1) Name – Title of the research project in CCHD
Dontscho Kerjaschki - Molecular Analysis of Lymphatic Endothelial Cells
2) Coordinates of the Faculty Member
Clinical Institute of Pathology, Medical University of Vienna, Waehringer Guertel 18-20, 1090 Vienna, Austria; phone +43 1 40400 5176; fax +43 1 40400 5193, e-mail dontscho.kerjaschki@meduniwien.ac.at
3) Keywords
Lymphatic endothelial cells, lymph vessels, podoplanin, lymphoid neoangiogenesis, macrophages, glomerular diseases, podocytes, renal inflammation and allograft rejection, kidney transplants
4) Research interest of the Faculty Member
Dr. Kerjaschki is interested in the molecular mechanisms and functional aspects of the interaction of tumour- and inflammatory cells with lymphatic endothelial cells. Lymphatic endothelial cell biology and pathology have become “hot” areas of research in the last few years because it was possible to isolate lymphatic endothelial cells, propagate them in culture, and study in detail their gene expression. A substantial part in this work has been conducted in the laboratory of Dr. Kerjaschki. The major focus of the current interest is to identify yet unidentified lymphatic markers and molecules that are significant for lymphmicroangiopathy during type 2 diabetes. Further, we are interested in molecules involved in the formation of lymphnode metastasis of malignant tumours, and to identify the molecular mechanisms of the formation of secondary and tertiary lymphatic organs which appear to be orchestrated by lymphatic vessels.
5) Collaborations within CCHD
Collaboration was established long ago with the group of B. Binder. We aim at investigating the lymphatic phenotype in knock out mice with this group. Connections also exist with E. Jensen-Jarolim’s group, who has a high expertise with the phage display technology.
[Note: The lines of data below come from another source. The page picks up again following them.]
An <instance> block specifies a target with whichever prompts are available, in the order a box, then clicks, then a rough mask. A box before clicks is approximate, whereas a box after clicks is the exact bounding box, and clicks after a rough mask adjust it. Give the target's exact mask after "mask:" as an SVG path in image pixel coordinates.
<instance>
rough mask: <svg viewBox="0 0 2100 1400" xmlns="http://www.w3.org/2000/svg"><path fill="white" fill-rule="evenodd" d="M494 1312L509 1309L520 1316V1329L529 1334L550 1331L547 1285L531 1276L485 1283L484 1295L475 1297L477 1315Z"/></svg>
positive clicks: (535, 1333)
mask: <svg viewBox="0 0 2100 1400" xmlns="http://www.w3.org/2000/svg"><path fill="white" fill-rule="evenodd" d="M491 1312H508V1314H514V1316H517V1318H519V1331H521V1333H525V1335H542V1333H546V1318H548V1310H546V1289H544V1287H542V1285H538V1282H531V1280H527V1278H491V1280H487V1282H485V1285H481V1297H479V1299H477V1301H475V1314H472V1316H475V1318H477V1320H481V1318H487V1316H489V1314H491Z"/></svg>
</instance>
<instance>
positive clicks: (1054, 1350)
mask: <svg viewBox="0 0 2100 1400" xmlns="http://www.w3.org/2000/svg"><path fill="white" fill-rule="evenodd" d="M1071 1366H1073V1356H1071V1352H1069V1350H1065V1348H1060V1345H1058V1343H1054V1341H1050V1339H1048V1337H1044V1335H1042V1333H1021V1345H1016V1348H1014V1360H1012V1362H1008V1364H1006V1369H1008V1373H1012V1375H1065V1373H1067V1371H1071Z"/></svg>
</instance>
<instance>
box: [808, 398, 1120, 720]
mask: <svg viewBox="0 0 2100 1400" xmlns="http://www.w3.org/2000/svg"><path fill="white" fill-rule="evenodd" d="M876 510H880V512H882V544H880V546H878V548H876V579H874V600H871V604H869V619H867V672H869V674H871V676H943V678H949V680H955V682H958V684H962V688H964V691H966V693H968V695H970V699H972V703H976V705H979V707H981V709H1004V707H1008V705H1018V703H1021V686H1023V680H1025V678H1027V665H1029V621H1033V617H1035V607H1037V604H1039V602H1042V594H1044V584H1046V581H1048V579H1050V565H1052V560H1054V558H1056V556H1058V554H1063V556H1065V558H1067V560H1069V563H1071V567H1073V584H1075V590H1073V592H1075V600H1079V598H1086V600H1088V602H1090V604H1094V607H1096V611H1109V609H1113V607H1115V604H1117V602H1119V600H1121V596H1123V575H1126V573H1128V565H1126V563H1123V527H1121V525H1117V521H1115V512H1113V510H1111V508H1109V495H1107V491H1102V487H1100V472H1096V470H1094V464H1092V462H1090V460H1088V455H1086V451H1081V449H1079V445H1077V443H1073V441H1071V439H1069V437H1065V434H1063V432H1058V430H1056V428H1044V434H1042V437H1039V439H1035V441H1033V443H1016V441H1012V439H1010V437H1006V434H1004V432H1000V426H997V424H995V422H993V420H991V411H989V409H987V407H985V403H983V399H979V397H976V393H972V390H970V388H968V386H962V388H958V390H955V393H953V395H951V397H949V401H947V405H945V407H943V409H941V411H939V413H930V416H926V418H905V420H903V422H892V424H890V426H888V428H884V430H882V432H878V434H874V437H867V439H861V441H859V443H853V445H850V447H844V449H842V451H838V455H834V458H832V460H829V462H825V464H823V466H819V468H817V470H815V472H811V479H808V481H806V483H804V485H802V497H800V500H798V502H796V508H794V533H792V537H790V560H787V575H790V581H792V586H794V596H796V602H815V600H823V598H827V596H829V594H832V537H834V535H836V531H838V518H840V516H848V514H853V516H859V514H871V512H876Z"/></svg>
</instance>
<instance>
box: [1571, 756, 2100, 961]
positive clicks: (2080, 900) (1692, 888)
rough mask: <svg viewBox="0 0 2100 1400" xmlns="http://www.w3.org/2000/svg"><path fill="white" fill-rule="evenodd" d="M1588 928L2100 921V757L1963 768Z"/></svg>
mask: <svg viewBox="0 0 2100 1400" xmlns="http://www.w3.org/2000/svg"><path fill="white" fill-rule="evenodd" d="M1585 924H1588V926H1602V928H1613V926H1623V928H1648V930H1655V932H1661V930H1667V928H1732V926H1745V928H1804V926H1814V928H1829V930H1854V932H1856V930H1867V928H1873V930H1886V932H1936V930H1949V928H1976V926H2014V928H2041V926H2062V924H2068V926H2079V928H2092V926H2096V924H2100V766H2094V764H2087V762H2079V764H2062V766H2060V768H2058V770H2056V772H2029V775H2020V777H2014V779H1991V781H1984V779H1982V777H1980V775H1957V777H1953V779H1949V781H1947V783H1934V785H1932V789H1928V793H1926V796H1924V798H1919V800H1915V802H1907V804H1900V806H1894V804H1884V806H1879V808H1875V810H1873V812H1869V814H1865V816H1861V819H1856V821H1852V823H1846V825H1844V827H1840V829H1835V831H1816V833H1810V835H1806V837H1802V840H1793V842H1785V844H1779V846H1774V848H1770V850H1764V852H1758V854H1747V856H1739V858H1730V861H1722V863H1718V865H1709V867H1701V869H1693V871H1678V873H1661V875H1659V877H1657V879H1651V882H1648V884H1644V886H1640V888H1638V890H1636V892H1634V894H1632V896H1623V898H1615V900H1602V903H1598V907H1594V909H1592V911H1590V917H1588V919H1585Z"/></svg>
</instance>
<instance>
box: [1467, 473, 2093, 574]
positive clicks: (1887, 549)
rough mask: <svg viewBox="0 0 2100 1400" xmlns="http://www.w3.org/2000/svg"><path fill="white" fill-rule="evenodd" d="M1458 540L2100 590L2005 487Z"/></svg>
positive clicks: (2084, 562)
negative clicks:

The immunological consequences of the lymphatic phenotype are analyzed in collaboration with H. Stockinger. For the molecular characterization of BEC and LEC homing molecules, collaborations with G. Superti-Furga will be initiated. We aim to apply mass-spectrometry or the TAP-tagging technology to analyze intracellular signalling partners of our newly identified surface molecules.
6) Collaborating research groups where PhD Students can perform their research stay
Prof. Michael Detmar, Institute of Pharmaceutical Sciences HCI H 303, Swiss Federal Institute of Technology ETH Zurich, Wolfgang-Pauli-Str. 10, CH-8093 Zürich, Switzerland.
Prof. Kari Alitalo, Molecular Cancer Biology Program, Biomedicum Helsinki, Haartman Institute, PO Box 63 (Haartmaninkatu 8), FI-00014 University of Helsinki, Finland.
7) Know-how and infrastructure of the research group
Our group has discovered the mucoprotein podoplanin as a lymphatic endothelial specific gene that now is an established marker antigen (Breiteneder-Geleff et al, 1999). We were the first to isolate and characterize lymphatic endothelial cells (Kriehuber et al, 2001) and to unravel novel processes of lymphatic neoangiogenesis (Kerjaschki et al, 2006). Podoplanin expression distinguishes lymphatic from blood vessels, but it is also expressed by certain tumour types (Hantusch et al, 2007). Recent evidence indicates that podoplanin induces tumour cell migration and invasion, leading to a phenomenon called collective tumour cell invasion (Wicki et al, 2006). Moreover, podoplanin functions as a binder of chemokines (Kerjaschki et al, J Am Soc Nephrol).
The proposed project is an ambitious combination of cell biology, molecular biology, in vivo studies and immunohistochemical techniques. The features of endothelial cells have been studied since several years in the laboratory of Prof. Kerjaschki and we are routinely using primary cultures of lymphatic endothelial cells. We are disposing of a cell culture lab to cultivate lymphatic endothelial cells and to perform cell biological assays, plus an immunofluorescence and confocal microscopy facility for visualization experiments. Further, a fully equipped molecular biology lab, a radioactivity approved lab and a standard protein chemistry lab for performing phage display, PCR and cloning and protein characterization procedures are at hand. Furthermore, in the Institute diagnostic expertise in tumour pathology is immediately at hand when evaluation of histological morphology is needed.